The pillow salesman and the Minnesota company he built are on the edge of ruin as he continues to chase unproven election conspiracies. Admitting even a shred of doubt in his rigged-election narrative, however, could mean victory for the voting machine companies suing him for more than a billion dollars.

So Lindell continues to seek vindication, even if it bankrupts him and costs his employees their livelihoods.

"I would never settle in any lawsuit," Lindell said in an interview. "You don't settle for something where you've done nothing wrong."

Lindell has little left to give even if he were to settle the defamation lawsuits he and his company are both defending.

He says he has run out of money to pay his lawyers and a Minneapolis law firm says he owes them millions. MyPillow auctioned off thousands of pieces of equipment and subleased manufacturing space as business is declining. Lindell has a MyPillow store on Amazon, and state records show the online retailer placed a lien on his company's inventory and other assets in April. Lindell has said publicly that American Express has tightened MyPillow's credit, a sign the lender doubts the company can pay down a large balance.

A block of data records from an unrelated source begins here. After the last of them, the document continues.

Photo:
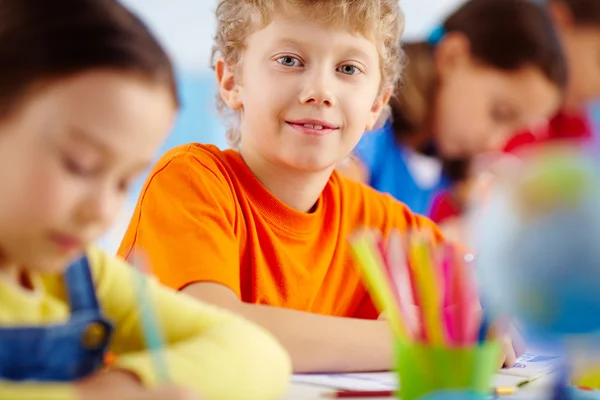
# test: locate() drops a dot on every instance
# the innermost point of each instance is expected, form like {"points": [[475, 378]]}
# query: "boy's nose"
{"points": [[318, 93]]}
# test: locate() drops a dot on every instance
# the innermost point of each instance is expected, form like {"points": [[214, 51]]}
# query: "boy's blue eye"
{"points": [[349, 69], [289, 61]]}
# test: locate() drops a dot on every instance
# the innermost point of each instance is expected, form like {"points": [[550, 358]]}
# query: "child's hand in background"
{"points": [[123, 385], [513, 347]]}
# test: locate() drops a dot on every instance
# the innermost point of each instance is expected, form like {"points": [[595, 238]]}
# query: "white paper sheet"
{"points": [[528, 367]]}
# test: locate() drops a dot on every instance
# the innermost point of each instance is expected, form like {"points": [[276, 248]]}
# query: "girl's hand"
{"points": [[164, 393]]}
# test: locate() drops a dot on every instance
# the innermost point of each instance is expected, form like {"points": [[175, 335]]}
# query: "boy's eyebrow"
{"points": [[288, 41], [350, 50]]}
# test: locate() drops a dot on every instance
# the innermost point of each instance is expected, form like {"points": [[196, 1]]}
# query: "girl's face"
{"points": [[478, 108], [68, 156], [582, 50]]}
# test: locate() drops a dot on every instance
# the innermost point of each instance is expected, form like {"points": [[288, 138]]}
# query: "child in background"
{"points": [[263, 229], [578, 26], [494, 66], [86, 97]]}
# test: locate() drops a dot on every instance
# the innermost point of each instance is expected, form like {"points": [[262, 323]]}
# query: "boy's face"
{"points": [[306, 93], [67, 158]]}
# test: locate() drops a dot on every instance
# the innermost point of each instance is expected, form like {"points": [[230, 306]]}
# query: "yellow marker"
{"points": [[367, 255], [429, 295]]}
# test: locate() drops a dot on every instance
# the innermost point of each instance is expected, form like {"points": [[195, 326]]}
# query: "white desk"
{"points": [[535, 390]]}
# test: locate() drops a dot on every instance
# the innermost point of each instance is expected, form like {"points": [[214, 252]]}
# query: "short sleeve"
{"points": [[184, 223]]}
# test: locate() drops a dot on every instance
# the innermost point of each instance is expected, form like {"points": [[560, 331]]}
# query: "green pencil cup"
{"points": [[424, 371]]}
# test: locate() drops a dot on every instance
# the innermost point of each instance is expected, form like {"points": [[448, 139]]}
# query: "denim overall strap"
{"points": [[61, 352], [80, 287]]}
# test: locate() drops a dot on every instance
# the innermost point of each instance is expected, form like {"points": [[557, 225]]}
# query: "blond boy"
{"points": [[262, 229]]}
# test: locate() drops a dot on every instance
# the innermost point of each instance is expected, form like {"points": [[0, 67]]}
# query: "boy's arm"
{"points": [[316, 343], [185, 222], [216, 353]]}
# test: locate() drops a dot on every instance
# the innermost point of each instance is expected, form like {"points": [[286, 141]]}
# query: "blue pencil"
{"points": [[484, 328], [151, 327]]}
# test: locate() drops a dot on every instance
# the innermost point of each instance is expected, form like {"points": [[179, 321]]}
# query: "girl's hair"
{"points": [[584, 12], [45, 40], [503, 34]]}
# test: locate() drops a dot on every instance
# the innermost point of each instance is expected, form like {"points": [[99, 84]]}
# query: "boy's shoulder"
{"points": [[208, 155], [361, 198], [196, 162]]}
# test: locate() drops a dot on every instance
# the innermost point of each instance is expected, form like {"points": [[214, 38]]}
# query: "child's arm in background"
{"points": [[213, 352]]}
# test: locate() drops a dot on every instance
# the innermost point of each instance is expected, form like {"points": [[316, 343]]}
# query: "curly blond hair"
{"points": [[381, 20]]}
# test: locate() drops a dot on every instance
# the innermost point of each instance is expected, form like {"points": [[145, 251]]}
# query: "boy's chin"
{"points": [[314, 164]]}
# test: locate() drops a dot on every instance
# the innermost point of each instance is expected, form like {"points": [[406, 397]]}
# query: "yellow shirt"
{"points": [[218, 355]]}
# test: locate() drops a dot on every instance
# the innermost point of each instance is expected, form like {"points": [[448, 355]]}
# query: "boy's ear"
{"points": [[452, 51], [228, 87], [378, 106]]}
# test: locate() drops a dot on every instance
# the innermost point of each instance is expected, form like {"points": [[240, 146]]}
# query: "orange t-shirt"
{"points": [[203, 216]]}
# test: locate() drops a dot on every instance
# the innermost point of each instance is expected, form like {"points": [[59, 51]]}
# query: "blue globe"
{"points": [[538, 245]]}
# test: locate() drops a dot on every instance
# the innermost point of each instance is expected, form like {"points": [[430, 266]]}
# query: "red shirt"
{"points": [[562, 127]]}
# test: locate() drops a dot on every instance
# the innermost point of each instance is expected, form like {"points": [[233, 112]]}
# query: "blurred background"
{"points": [[186, 28]]}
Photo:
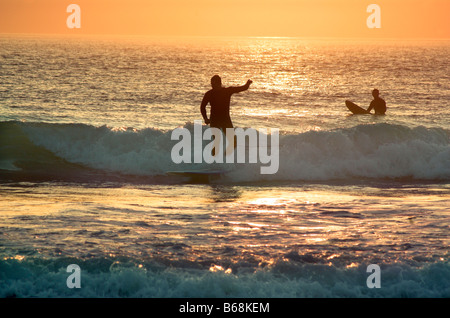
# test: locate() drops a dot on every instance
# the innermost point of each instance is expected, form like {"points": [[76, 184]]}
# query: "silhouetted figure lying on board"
{"points": [[378, 104]]}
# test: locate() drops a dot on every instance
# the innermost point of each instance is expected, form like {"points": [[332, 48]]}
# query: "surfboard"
{"points": [[355, 109]]}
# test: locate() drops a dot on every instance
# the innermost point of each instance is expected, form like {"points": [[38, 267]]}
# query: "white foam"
{"points": [[365, 151]]}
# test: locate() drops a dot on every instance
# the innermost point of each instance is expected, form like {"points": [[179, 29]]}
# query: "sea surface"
{"points": [[85, 147]]}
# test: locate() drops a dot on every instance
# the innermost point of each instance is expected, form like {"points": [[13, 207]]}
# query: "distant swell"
{"points": [[376, 151]]}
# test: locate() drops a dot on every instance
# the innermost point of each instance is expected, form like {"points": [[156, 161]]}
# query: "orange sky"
{"points": [[302, 18]]}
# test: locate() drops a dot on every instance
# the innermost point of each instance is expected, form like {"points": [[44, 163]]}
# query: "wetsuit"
{"points": [[379, 105], [219, 99]]}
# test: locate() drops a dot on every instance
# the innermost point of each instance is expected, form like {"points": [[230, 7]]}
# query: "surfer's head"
{"points": [[216, 81]]}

"The outlook is both legally and financially cataclysmic," said Marshall Tanick, a Minneapolis defamation attorney who's been following the litigation. Declaring bankruptcy, Tanick says, would suspend the defamation cases against him and is one of only a handful of options left for Lindell.

And yet the self-professed evangelical Christian, staunch defender of Donald Trump, recovered addict and savvy marketer will not accept defeat.

Mike Lindell spoke to reporters while waiting for former President Donald Trump to speak at Trump National Golf Club in Bedminster, N.J., in June.
Mike Lindell spoke to reporters while waiting for former President Donald Trump to speak at Trump National Golf Club in Bedminster, N.J., in June.

Mary Altaffer, Associated Press, Star Tribune

Going for broke

If Lindell cannot find new attorneys to represent him, the defamation cases could go into default and judgment proceedings. Lindell could end up owing billions — or an apology.

If new attorneys do agree to represent Lindell, there is a massive, and expensive, workload awaiting them as the defamation cases inch toward trial over the next year. In the Smartmatic case alone, more than 6 million documents have been produced. Lawyers for that voting machine company said they would press on with their case even if Lindell ends up representing himself in an eventual trial.

If Lindell is already out of money to pay for his legal defense, as he claims, then one option could be filing for bankruptcy protection, and soon. It's a process that could take months or years to sort through, depending on what assets Lindell and MyPillow have left.

"A bankruptcy discharges the defamation claims unless the claimant can prove that the conduct was willful and malicious," Tanick said. "A defamation claim can still exist — it's not dead, it's just suspended."

Another legal expert who spoke to the Star Tribune said if Lindell does file for bankruptcy, it is more likely he does so before any defamation judgments come down, so that he can avoid the negative publicity of losing. Bankruptcy could also help avoid a judgment or settlement that might force him to recant his election conspiracies or prevent him from speaking out about voting machine companies in the future.

No matter the benefit, such a move would likely mean liquidating MyPillow. It's uncertain if a buyer would try to take over the business and run it or sell it for parts in a bankruptcy proceeding.

Lindell says he has tried to look after his employees, whose jobs may be at risk. He's hopeful a new coolant technology in his MyPillow 2.0, bedding and mattress toppers could revive sagging sales of his flagship product.

For now, Lindell said, he has no plans to declare bankruptcy.

"I'm going to fight these criminals until we win, put it that way."

'Fishing expedition'

Lindell's fortunes have always been closely linked to his public persona.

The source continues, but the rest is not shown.